Testosterone Therapy May Lower Risk of CV Events in Older Men
Testosterone therapy helped elderly males with low testosterone levels and pre-existing coronary artery disease reduce their risks of major adverse cardiovascular (CV) events, including strokes, heart attacks, and death. Full findings of the study were presented at the American College of Cardiology's 65th Annual Scientific Session.

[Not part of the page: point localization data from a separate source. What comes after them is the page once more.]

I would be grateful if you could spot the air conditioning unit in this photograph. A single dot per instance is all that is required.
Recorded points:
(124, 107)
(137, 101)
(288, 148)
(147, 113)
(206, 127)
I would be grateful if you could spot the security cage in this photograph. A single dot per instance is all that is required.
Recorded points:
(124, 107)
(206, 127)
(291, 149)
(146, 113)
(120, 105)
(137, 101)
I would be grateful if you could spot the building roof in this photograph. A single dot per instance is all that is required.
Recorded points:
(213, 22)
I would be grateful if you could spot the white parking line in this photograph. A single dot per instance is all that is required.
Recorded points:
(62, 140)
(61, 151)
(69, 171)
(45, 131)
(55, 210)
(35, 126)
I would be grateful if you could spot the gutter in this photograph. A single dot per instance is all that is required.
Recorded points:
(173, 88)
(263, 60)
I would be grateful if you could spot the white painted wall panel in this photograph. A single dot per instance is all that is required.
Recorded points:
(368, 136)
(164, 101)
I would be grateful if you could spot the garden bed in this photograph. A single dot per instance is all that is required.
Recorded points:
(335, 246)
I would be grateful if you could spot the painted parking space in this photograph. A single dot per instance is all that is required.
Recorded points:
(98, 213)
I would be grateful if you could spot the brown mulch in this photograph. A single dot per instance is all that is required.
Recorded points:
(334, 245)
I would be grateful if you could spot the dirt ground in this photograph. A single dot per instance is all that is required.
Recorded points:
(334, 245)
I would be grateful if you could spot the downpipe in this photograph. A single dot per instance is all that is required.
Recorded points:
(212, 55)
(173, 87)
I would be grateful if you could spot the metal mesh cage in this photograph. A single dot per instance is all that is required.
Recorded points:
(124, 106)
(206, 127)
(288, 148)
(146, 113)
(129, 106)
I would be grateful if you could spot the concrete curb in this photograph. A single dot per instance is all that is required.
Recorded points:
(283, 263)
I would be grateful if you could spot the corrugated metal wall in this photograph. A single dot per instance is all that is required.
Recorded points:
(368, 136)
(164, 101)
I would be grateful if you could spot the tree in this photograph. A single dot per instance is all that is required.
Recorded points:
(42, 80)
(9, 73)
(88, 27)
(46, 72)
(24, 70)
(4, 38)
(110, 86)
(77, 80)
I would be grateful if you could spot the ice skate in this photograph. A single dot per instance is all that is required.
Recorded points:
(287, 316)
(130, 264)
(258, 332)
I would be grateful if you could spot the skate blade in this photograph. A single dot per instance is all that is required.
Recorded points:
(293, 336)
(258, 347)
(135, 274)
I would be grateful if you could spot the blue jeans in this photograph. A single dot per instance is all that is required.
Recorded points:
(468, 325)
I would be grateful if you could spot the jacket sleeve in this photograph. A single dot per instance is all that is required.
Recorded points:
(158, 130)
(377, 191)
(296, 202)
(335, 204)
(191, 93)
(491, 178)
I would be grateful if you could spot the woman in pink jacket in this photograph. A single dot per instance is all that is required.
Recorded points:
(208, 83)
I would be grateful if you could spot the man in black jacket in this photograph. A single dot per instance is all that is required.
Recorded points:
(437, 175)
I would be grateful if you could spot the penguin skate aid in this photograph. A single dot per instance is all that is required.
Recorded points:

Brent Muhlestein, MD, from the Intermountain Medical Center Heart Institute, and colleagues conducted a study in 755 male patients aged between 58–78 years all with severe coronary artery disease. The patients were divided into 3 different groups that received different doses of testosterone given as an injection or gel.
Data showed after one year, 64 patients not taking testosterone supplements suffered major adverse CV events compared to only 12 patients taking medium doses and 9 patients taking high doses. After 3 years, 125 patients not taking testosterone supplements suffered major adverse CV events compared to only 38 patients taking medium doses and 22 patients taking high doses.
These findings confirm the data of a 2015 study that found testosterone supplementation did not increase the risk of experiencing a heart attack or stroke for men with low testosterone levels and no prior history of heart disease. Also in 2015, the Food and Drug Administration (FDA) mandated all manufacturers of approved testosterone products to add labels outlining the coronary risks of testosterone supplementation.
Dr. Muhlestein added that the new data does not provide enough evidence to justify changes to treatment recommendations. "It does, however, substantiate the need for a randomized clinical trial that can confirm or refute the results of this study."